Cyber security skills shortage
Software is swallowing up the word… technology is taking over… AI, Machine Learning… all statements and phrases that don’t go well with
‘skills shortage in cyber security’
Not just cyber security, but many critical services and professional areas are suffering from a severe shortage due to the pace of technology and changes in generations.
One area in particular that I believe will take a significant hit is the ‘governance, risk and compliance, GRC area of security as unfortunately it doesn’t quite have the bells and whistles with the Security Operations / Cyber security roles.
So what can we do to fix it?
Option 1 is to make the GRC field more accessible, interesting and exciting to younger generations and to help pull in new talent,
Option 2 follows suit of many fields today, and that’s to automate the boring stuff to let humans do what they do best.
Why I am going with option 2..
Having worked in the security field for years and carrying out the same repetitive tasks whilst charging quite significant day rates for such a service, I’ve come across numerous companies who would like to up their game in the security and compliance space but simply cannot afford to pay thousands for the privilege.
So I’ve taken the time to analyse my day to day roles and put a large chunk of this down on paper to realise that an awful lot of my job is question and answer, for example;
Do you have firewalls in place between your internal network and the internet?
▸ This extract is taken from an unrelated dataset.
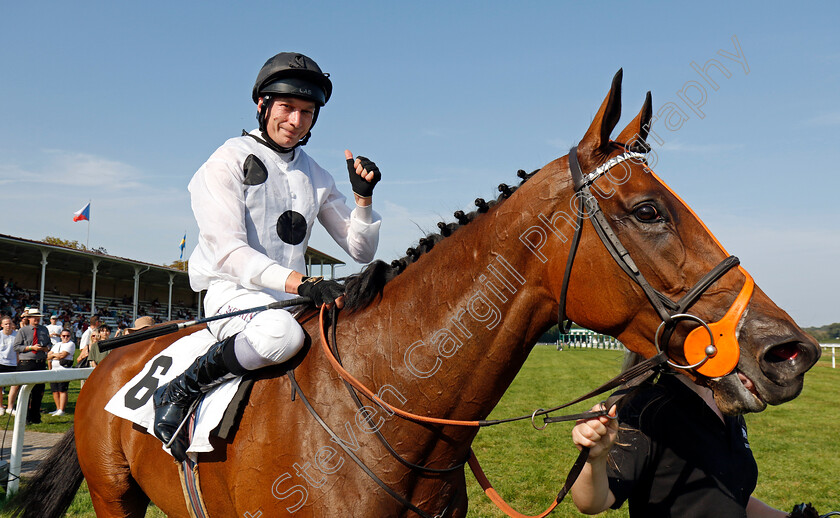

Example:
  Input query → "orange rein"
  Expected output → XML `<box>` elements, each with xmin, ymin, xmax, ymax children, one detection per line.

Have you encrypted your databases that contain sensitive data? and so on..
Now there will always be instances where the human side is needed, such as when there is a particularly complex risk that needs explaining, but 95% of the time, it is question and answer that can be recorded, indexed and automated
But chat-bots and software is a pain and people like to talk to people
This is the case quite frequently where customers want traditional consultancy, the ability to have a report from an individual that has some level of accountability and responsibility.
For those customers, I’ve decided to keep open the traditional consultancy stance to ensure that customers are catered for, but quite often with the right conversation they are happy to switch over to a software product.
Offering the product as a supporting tool to their traditional consultancy has helped to understand their needs better.
Lets build something then
I’ll be updating the blogs with the steps of how a micro-SaaS business was built from a simple question and answer rule-set and what customers have thought.